Why is Vice burying its decent content among so much crap? Vice Gaming has authors that at least touch on the tough topics: Anita Sarkeesian, poorly written protagonists, writing characters outside your identity, and several on the future of games. But embedded in the majority of their articles is a shying away from real, controversial issues. 70% of the articles so far are personal reflections. Fine, that’s needed in games. But why not engage with the news, issues, and problems facing gaming as a whole? Why so tentative? As far as I can tell, Vice Gaming employs 2 female writers, with 1 other making a guest post towards the beginning of the publication. These female writers are responsible for roughly 8% of the articles. Congratulations, Vice Gaming, you’ve somehow managed to have even less female representation than the gaming industry. Quite the feat I must say.

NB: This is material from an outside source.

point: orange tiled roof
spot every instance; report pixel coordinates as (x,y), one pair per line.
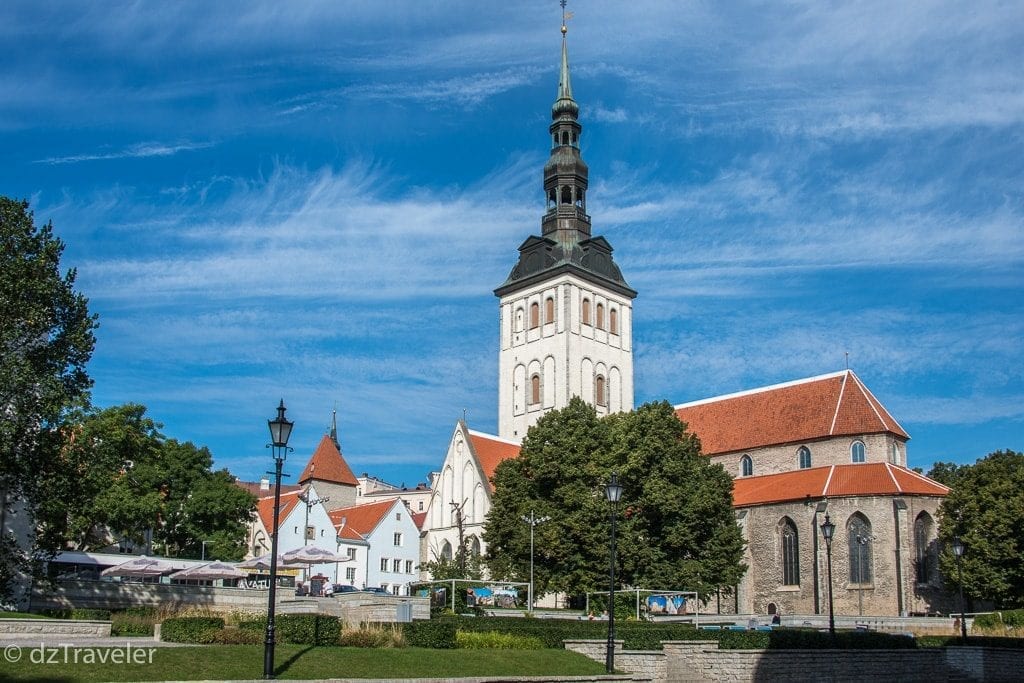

As far as Vice Gaming’s reputation? One poster put it best: “Glad you guys made this page the rest of your retarded liberal brethren are pissing me off.” Good job, Vice Gaming, your posts, articles, and exposés on gaming have fallen so far outside the human-centered and truth-seeking that the rest of Vice is known for that you’ve garnered a whole new audience: conservative, closed-minded bigots. You’ve done exactly what nearly every other mainstream game news and articles site has done: pander to an audience that pretends to be the voice of gaming (through talking loudly and threatening others who speak and try to change gaming for the better). Awesome.

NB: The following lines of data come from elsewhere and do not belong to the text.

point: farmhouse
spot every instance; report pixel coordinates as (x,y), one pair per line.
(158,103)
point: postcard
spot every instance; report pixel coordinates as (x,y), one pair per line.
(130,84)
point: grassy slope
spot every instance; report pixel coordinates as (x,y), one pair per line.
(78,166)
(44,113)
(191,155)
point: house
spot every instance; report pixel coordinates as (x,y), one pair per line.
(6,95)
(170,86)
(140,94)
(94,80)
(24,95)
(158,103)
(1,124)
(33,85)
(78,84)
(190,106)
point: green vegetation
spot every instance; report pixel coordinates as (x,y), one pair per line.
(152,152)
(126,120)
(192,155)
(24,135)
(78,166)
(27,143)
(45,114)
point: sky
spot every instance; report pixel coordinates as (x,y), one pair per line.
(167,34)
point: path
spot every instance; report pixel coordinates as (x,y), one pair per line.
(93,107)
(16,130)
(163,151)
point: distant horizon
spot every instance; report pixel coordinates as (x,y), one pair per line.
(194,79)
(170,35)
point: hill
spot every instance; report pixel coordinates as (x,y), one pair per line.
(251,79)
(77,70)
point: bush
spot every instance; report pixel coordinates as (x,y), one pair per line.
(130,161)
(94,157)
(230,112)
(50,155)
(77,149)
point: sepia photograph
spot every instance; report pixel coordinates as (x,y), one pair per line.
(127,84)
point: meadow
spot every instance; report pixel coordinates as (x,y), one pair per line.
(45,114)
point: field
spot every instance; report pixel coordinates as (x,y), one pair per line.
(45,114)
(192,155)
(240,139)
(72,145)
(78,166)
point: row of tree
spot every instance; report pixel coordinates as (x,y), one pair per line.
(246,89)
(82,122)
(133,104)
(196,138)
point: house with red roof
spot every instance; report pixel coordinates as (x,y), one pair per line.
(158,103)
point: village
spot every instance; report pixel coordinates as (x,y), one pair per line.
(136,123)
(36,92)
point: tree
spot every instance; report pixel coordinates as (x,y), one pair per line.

Let me be utterly clear about one thing: I don’t hate Vice Gaming because I hate Vice or because I hate games. I hate Vice Gaming because I LOVE both of those things so much. I thought, this is it. This is going to be the mainstream news source that will overturn the industry. I desperately wanted them to be the voice of the silenced, to dig into those unpopular questions, to bring to gaming what they brought to everything else they’ve conquered. But instead, we get interviews with guys who mod games so they can jack off to naked video game characters. I’m going to drown myself in tears now.